The notion that over-indulgence in a psychotropic substance could be labelled as a disease goes back to the 18th century and the Age of Enlightenment and Reason which also saw an epidemic of chronic gin drinking in London. The thought emerged among the medics of the days, that no reasonable person would let themselves get into such a mess, so they must be ill in some way, perhaps a disease of the will that prevented them from controlling their behaviour. Through the next century, the idea morphed into a full-blown theory of addiction or inebriety as it was then known where it was felt that people who were addicted to alcohol (and opium) were indeed suffering from a disease of the will and for some the cure meant forced treatment. During the same period, a formalised medical profession emerged whose members eagerly sought medical specialisms they could call their own. Not only was inebriety or addiction one such burgeoning area, but the phenomenon allowed doctors to have it both ways. They claimed the disease could only be treated by experts, but then somehow if the treatment failed, it was the fault of the patient for not being strong-willed enough – a neat trick which I think eventually led in part to the notion of addiction as a ‘chronic relapsing disease’ which of course required more medical intervention.

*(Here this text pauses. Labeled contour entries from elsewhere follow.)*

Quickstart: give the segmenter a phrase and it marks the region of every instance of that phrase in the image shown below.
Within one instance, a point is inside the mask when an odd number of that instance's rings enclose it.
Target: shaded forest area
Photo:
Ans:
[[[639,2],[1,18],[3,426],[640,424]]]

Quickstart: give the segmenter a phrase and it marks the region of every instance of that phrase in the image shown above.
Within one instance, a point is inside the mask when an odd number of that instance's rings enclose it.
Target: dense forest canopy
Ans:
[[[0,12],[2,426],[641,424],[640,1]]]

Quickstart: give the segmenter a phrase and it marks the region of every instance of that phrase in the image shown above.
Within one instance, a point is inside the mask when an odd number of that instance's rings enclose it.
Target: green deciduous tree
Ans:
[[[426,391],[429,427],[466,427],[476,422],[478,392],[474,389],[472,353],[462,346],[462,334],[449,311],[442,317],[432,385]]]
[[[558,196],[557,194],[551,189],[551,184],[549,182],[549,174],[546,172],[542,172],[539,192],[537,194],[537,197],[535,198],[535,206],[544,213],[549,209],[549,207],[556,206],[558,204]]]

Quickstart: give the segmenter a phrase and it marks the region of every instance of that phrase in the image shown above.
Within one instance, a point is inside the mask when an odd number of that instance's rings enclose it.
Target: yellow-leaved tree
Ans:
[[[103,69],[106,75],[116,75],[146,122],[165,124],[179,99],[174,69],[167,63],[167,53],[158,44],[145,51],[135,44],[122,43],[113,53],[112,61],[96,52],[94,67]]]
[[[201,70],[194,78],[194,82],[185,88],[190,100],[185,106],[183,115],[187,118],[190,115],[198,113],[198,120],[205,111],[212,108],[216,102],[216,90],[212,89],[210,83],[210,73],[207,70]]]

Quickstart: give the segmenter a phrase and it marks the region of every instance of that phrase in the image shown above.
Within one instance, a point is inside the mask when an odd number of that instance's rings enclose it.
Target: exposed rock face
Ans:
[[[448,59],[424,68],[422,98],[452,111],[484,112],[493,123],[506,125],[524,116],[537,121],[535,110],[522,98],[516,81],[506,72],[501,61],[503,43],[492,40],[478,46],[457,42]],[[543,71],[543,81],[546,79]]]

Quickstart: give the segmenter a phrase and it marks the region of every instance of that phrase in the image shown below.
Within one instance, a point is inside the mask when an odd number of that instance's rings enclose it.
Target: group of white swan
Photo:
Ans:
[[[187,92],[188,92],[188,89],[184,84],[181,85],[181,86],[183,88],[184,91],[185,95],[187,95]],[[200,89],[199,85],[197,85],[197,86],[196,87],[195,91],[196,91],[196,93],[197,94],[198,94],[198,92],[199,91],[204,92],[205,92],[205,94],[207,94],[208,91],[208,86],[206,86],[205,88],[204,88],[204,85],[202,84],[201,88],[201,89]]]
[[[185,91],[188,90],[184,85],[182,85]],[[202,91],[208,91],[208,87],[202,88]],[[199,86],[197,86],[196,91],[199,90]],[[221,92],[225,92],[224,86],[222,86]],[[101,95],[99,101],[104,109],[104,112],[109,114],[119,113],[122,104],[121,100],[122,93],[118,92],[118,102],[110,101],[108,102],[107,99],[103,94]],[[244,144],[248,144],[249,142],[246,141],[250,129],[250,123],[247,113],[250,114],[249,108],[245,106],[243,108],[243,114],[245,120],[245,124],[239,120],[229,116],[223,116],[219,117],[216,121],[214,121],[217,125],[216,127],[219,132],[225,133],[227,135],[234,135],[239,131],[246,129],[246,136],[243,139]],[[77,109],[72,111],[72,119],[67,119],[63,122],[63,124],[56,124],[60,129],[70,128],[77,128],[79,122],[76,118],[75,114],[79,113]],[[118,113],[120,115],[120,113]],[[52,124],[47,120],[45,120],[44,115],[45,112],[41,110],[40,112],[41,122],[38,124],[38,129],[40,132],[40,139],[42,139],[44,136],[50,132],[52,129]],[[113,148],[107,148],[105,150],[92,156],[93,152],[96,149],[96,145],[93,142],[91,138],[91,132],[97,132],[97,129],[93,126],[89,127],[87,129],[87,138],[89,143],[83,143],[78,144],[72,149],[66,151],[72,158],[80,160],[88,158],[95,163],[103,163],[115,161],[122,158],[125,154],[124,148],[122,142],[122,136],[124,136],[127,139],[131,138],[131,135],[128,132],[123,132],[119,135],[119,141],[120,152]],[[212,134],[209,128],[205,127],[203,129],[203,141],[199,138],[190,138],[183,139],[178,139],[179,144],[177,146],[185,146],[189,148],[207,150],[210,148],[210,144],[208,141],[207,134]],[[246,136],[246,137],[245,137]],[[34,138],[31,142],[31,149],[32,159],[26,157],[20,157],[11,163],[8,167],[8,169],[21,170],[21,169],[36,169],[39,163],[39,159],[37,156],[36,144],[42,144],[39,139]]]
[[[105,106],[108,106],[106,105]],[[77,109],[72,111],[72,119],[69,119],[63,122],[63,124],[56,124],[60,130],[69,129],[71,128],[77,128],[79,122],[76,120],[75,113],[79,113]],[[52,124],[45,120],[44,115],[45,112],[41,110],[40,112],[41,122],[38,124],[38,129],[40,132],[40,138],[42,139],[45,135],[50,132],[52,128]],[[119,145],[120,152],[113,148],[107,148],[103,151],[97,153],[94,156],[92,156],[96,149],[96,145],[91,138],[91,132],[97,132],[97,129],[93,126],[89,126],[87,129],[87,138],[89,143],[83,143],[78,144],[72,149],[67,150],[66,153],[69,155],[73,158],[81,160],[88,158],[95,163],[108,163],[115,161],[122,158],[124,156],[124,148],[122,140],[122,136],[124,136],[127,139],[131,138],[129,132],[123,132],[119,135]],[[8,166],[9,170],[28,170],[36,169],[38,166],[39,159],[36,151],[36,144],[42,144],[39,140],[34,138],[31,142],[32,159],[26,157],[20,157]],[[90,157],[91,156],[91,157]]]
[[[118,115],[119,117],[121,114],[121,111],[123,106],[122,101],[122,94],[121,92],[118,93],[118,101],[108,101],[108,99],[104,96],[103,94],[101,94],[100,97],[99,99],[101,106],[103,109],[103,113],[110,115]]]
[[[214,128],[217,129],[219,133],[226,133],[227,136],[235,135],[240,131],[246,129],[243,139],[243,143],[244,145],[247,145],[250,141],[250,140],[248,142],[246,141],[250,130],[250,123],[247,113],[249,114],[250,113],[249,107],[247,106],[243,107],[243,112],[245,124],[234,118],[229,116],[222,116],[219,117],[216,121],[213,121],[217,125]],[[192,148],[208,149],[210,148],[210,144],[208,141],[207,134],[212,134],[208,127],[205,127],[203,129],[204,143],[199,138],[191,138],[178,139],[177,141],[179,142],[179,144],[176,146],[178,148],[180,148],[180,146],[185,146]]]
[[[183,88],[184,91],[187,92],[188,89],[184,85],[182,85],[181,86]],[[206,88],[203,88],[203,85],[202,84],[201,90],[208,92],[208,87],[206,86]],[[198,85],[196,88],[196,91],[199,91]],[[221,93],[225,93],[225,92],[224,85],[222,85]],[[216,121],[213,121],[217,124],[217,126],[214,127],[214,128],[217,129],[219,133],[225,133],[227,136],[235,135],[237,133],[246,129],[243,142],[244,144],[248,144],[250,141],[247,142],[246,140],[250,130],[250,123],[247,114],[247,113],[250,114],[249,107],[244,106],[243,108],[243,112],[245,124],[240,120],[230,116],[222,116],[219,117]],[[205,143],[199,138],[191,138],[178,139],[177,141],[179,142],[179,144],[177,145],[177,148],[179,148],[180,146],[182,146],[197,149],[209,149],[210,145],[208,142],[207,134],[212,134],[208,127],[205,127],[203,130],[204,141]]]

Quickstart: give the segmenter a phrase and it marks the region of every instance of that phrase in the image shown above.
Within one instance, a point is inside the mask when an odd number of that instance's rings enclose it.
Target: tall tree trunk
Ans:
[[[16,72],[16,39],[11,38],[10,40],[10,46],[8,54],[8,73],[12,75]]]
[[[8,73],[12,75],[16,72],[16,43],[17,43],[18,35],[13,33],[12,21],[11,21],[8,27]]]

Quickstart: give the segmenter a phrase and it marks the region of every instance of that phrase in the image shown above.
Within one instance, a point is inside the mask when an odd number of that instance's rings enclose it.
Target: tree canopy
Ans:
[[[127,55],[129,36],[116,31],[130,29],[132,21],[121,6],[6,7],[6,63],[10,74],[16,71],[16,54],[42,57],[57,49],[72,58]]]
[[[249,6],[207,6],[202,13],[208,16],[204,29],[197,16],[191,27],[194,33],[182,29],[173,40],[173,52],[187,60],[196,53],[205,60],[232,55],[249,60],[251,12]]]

Addiction as a disease was embraced by the founders of Alcoholics Anonymous in the 1930s. There was no actual clinical evidence to support the idea, but it was (and remains) a useful therapeutic trope acting as a counter to the idea that addiction was a blameworthy ‘vicious indulgence’ or in modern parlance, ‘a lifestyle choice’. I heard about this phrase being used by a local councillor in conversation with a drug service manager trying to make the case for spending on treatment. ‘Why should we fund a lifestyle choice?’ the councillor said. For those battling with an alcohol or drug problem with all the attendant guilt and shame, belief that their condition is no different from somebody with cancer or diabetes helps assuage some of the bad feeling. The problem remains though that disease does not respond to the exercise of willpower, a major tenet of the 12-step philosophy of AA and similar peer support groups.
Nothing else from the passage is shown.